O dr. Heckel afirma que a auscultação, a avaliação do pulso pelo dedo não despistam a fadiga incipiente, não dão uma ideia segura do estado funcional do coração, vasos e aparelho respiratorio, isto é, não informam sobre fases que podem preceder grandes lesões. Além disso esses meios tradicionais não dão elementos precisos para a determinação da intensidade maxima dum exercicio a partir do qual ele se torna perigoso ou nocivo.

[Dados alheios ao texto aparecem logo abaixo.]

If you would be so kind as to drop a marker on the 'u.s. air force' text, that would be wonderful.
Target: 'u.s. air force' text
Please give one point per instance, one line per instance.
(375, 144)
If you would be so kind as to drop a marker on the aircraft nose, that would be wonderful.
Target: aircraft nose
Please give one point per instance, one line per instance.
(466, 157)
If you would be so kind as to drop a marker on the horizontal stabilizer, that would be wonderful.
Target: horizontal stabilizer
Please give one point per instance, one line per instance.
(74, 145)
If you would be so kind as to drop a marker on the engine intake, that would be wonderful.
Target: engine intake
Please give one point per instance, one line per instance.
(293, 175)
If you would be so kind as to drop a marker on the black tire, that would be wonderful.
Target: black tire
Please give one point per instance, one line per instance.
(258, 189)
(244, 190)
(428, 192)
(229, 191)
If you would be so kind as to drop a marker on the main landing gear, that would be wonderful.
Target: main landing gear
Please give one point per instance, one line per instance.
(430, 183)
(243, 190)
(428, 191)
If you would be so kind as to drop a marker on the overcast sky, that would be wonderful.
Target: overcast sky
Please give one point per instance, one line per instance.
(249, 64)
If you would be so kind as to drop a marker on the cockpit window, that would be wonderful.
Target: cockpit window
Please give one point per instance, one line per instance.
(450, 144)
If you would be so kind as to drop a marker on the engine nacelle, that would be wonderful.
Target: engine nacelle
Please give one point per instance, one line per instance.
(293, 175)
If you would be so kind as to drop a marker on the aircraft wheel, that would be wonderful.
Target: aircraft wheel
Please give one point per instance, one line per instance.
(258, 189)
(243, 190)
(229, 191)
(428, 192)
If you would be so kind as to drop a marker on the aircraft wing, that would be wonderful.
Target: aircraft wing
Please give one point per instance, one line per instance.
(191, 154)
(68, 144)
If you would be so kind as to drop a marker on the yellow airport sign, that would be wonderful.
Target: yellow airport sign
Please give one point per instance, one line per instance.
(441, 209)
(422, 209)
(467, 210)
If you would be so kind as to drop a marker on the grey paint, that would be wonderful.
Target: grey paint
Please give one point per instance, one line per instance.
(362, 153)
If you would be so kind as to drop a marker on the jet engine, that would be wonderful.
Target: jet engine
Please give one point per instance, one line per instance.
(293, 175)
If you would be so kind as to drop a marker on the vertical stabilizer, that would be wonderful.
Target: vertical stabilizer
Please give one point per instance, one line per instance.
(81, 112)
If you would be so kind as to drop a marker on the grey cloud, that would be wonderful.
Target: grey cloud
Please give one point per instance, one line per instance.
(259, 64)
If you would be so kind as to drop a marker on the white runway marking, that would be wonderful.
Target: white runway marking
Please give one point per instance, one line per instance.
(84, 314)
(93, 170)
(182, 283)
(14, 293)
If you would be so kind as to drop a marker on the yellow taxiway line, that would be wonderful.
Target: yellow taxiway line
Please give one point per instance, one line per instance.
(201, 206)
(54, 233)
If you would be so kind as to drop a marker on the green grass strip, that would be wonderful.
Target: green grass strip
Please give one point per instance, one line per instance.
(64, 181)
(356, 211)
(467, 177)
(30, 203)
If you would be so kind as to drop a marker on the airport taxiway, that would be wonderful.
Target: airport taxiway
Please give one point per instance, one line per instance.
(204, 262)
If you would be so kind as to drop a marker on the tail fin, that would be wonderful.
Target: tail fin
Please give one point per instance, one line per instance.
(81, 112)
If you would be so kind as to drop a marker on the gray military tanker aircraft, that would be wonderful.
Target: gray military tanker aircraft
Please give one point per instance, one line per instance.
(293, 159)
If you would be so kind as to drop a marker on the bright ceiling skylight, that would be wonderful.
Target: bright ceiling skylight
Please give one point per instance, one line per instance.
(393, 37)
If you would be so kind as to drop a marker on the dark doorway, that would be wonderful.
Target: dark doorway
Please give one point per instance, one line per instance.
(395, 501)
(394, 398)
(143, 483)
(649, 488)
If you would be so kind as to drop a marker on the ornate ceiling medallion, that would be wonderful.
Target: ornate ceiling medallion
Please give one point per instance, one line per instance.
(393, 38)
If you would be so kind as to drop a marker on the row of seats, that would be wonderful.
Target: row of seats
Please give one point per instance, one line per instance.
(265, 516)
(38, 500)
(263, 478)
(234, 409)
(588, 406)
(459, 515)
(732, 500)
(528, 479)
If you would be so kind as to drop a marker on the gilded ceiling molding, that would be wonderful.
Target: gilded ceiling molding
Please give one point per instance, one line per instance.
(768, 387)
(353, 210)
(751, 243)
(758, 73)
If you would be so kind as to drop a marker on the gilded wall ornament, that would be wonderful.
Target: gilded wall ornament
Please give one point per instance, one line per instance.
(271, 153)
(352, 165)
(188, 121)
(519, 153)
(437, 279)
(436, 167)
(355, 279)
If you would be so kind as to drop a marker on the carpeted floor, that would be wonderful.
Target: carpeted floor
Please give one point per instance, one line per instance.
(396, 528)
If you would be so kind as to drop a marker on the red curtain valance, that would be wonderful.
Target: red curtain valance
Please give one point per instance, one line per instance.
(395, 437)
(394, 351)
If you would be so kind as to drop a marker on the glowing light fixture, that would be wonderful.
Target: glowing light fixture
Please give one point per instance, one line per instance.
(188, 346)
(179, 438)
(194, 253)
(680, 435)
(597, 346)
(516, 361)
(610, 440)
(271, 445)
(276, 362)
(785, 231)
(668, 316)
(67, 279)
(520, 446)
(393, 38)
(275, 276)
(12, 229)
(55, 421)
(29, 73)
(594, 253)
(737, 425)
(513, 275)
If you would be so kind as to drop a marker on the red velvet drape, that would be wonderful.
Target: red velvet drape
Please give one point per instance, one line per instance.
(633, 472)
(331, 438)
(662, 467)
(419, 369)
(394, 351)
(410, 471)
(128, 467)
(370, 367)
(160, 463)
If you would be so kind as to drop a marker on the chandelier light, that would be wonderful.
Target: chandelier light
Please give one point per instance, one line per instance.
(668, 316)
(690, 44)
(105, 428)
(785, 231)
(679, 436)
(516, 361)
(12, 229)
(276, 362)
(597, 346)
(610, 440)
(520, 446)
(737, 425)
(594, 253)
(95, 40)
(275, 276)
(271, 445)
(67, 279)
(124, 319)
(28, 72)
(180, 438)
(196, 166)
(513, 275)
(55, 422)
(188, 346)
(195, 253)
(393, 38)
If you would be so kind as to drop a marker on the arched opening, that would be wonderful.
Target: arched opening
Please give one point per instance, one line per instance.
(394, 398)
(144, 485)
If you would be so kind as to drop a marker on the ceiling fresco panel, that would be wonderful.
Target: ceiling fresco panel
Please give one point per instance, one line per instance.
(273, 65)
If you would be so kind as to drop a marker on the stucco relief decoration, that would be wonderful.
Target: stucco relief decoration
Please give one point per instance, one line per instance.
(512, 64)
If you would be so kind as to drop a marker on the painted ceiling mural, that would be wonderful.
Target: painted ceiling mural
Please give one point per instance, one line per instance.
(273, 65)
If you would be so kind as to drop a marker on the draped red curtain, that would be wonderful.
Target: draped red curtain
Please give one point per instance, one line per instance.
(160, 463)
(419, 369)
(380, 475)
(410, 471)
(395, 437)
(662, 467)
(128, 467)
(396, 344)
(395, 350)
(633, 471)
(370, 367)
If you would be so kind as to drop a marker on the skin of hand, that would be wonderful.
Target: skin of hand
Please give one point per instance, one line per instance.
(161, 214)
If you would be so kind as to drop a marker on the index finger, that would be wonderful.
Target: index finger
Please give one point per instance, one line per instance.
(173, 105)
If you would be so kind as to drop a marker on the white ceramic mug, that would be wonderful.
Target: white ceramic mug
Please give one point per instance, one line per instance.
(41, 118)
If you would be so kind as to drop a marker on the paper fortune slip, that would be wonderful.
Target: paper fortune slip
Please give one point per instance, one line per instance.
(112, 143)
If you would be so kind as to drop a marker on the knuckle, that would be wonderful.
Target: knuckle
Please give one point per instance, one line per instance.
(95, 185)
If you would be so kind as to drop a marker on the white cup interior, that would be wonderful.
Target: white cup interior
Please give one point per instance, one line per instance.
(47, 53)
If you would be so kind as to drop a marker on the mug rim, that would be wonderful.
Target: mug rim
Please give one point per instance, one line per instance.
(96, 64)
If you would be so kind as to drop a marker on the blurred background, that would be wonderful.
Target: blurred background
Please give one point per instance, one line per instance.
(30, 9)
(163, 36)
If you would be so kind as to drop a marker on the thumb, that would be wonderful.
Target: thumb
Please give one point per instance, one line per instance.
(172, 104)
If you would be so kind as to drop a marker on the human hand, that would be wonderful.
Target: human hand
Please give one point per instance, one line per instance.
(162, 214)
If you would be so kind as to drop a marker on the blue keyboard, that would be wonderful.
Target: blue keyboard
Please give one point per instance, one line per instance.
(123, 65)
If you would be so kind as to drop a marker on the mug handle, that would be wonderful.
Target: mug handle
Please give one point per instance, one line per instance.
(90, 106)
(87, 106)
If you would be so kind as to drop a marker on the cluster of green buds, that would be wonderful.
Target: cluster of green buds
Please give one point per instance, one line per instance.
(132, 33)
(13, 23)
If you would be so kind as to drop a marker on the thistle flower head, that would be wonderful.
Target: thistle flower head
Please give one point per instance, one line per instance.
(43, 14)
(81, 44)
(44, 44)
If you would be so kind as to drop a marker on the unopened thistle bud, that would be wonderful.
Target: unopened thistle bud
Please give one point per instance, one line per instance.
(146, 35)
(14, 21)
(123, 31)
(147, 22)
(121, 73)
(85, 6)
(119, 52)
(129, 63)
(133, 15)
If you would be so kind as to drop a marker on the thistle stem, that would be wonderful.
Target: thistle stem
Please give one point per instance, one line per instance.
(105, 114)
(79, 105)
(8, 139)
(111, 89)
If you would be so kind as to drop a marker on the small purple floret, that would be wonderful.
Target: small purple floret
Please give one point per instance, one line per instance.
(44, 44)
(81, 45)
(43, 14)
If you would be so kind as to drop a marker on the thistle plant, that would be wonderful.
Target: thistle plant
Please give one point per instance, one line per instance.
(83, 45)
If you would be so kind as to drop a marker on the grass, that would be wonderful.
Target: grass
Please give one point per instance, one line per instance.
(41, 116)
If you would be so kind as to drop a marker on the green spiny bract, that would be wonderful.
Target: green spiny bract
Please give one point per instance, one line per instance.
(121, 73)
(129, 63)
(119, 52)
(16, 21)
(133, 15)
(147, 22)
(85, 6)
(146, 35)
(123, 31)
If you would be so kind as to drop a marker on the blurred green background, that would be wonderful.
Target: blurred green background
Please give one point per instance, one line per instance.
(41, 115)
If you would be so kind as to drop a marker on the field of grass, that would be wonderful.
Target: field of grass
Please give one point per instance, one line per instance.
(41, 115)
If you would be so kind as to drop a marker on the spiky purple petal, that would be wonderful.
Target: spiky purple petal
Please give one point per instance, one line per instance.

A minha experiencia pessoal corrobora a opinião de Heckel sobre a insuficiencia da simples observação clinica habitual em casos de fadiga incipiente do orgão cardiaco: Quando no ano findo nos preparavamos para o campeonato militar de esgrima, depois de atingirmos a «fase de infatigabilidade» caracteristica do treino completo, compativel com a nossa constituição e temperamento, abusámos caindo no sobreteino; então o excesso de trabalho neuro-muscular conjugado com o intelectual transformou a nossa resistencia em fadiga imediata a qualquer pequeno esforço, bastando-nos subir uma escada para o ritmo cardiaco se acelerar extraordinariamente em tumultuosas batidas, sendo demorada a sua normalisação que, por vezes, era inferior á normal.

(…)

O «contrôle» fisiologico fazendo conhecer os efeitos dos exercicios nas varias funções organicas dá-nos elementos para o estudo do doseamento da sua intensidade e duração, fazendo conhecer, em qualquer ocasião, o estado de treino dum individuo num determinado exercicio – criterios dynamicos funcionais de treino segundo Pachon – e permite-nos calcular a resistencia fisiologica do motôr humano, unico a quem se pedem esforços sem ter sido estudada a sua capacidade maxima de trabalho, ao contrario do que sucede com os motores industriais, cujos engenheiros ou maquinistas sabem claramente qua a actividade a que eles podem ser submetidos, sem risco de se perderem ou de se usarem prematuramente.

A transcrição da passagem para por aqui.